"Let me do it," she protested, "if you really want me to wear it."
"Well, don't you want to?" he asked, a little hurt.
"I'd love to, if I may put it on properly. It's sweet."
"It makes you look awf'ly French!"
"Does that improve me?"
"You don't want improving."
He sat down by the dressing-table, while she stood, fixing the glittering circle round her hair with clever fingers. He kept his hand on her waist and, leaning forward, looked at her in the glass. She had a lithe naturalness, a slim strength, which newly arrested his admiration. Struck by the charm of his own wife, he missed no detail of her appearance. She had dressed to please herself with a true woman's delight in dessous; and he was quick to notice the mauve gleam of ribbon shoulder straps under the filmy black of her bodice, which gave the sombre gown a charming colour-note; her sleeves, transparent, long, and braceleted round the wrists with black velvet bands, showed the whole length of her white arms; in her ears amethyst earrings repeated the note of the mauve ribbons. Her stockings were silk and her slippers of velvet.

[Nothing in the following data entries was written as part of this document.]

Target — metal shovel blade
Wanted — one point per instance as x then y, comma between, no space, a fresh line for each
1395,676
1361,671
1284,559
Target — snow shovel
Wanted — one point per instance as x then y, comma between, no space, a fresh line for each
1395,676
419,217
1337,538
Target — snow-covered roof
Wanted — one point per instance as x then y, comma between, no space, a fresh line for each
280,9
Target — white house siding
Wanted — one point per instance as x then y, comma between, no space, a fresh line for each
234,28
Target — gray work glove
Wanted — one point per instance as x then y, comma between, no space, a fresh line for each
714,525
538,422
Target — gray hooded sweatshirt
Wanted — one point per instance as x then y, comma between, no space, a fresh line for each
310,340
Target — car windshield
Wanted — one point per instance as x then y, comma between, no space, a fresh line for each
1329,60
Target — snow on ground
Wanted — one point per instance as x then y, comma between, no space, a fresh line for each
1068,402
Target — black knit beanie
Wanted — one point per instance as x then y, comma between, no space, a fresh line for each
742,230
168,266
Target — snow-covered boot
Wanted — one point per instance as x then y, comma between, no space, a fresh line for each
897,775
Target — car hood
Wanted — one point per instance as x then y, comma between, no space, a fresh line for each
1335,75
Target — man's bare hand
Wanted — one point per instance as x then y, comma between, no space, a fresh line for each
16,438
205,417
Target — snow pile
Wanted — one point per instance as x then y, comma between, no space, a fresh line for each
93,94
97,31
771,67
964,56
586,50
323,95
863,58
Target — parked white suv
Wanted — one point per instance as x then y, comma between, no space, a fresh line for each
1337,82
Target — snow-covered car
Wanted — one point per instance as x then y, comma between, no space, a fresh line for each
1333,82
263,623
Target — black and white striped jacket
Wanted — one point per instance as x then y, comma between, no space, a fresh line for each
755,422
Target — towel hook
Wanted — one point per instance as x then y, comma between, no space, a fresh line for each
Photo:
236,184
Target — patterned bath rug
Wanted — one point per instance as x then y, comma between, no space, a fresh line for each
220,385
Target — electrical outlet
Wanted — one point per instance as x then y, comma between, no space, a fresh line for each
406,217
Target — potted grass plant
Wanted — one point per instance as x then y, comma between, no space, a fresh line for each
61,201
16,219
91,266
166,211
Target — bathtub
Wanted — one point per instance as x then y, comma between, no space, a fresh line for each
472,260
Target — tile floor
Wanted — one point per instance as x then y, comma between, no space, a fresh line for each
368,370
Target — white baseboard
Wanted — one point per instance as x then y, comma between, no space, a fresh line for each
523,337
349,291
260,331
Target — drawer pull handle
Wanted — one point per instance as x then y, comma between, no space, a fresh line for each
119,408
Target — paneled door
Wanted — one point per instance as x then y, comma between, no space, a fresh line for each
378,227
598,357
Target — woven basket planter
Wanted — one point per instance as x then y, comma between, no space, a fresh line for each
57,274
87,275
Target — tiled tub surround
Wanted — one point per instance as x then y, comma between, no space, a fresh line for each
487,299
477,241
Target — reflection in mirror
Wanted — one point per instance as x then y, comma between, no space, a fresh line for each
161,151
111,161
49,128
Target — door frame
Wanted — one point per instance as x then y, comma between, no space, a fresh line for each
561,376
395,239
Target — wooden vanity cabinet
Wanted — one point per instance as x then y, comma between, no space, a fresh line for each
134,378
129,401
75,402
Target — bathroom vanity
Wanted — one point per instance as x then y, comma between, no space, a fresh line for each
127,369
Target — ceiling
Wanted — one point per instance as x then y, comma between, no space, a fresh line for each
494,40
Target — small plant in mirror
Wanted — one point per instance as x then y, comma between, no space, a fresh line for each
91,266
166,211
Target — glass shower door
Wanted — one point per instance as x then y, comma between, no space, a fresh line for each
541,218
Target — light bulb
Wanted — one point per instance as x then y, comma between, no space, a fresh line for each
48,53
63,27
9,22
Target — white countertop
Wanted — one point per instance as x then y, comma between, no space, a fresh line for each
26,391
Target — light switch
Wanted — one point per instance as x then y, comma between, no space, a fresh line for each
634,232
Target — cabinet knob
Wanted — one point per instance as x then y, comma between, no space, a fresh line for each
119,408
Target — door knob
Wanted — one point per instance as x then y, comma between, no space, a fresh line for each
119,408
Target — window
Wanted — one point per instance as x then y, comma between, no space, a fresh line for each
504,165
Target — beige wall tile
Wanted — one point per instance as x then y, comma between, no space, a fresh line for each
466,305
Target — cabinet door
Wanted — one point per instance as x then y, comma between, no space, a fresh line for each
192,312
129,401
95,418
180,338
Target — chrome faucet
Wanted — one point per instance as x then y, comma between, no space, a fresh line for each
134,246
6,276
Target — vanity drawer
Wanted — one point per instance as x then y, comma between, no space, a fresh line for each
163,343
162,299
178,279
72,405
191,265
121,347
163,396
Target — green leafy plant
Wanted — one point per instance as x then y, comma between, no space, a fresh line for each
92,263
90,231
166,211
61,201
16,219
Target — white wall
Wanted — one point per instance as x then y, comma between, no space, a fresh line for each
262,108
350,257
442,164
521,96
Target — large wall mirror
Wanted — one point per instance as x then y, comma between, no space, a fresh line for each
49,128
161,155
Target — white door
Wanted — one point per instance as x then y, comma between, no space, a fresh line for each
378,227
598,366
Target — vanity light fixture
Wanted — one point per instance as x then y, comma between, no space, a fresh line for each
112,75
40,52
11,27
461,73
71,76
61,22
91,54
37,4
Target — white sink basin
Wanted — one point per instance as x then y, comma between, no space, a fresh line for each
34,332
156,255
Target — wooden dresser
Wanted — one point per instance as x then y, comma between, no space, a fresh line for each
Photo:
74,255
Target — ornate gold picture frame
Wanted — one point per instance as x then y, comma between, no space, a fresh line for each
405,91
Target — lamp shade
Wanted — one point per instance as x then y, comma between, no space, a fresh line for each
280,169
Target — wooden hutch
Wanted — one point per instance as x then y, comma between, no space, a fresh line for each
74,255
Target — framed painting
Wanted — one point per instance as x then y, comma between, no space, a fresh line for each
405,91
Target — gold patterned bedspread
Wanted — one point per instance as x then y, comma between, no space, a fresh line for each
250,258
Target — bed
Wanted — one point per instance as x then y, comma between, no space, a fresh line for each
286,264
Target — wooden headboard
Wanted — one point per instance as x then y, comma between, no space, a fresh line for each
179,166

She was as amazing to him as a beautiful stranger.
"It doesn't go with my earrings," she said carelessly when she had fixed the band, "but it's so pretty, and thank you ever so much."
She turned and showed him; and she showed him, too, the interest she took in herself, which had caused her to pull out those waves of fluffy hair over the tops of her ears, from under the hair-band, and the curls she had pulled from beneath to dance on her forehead.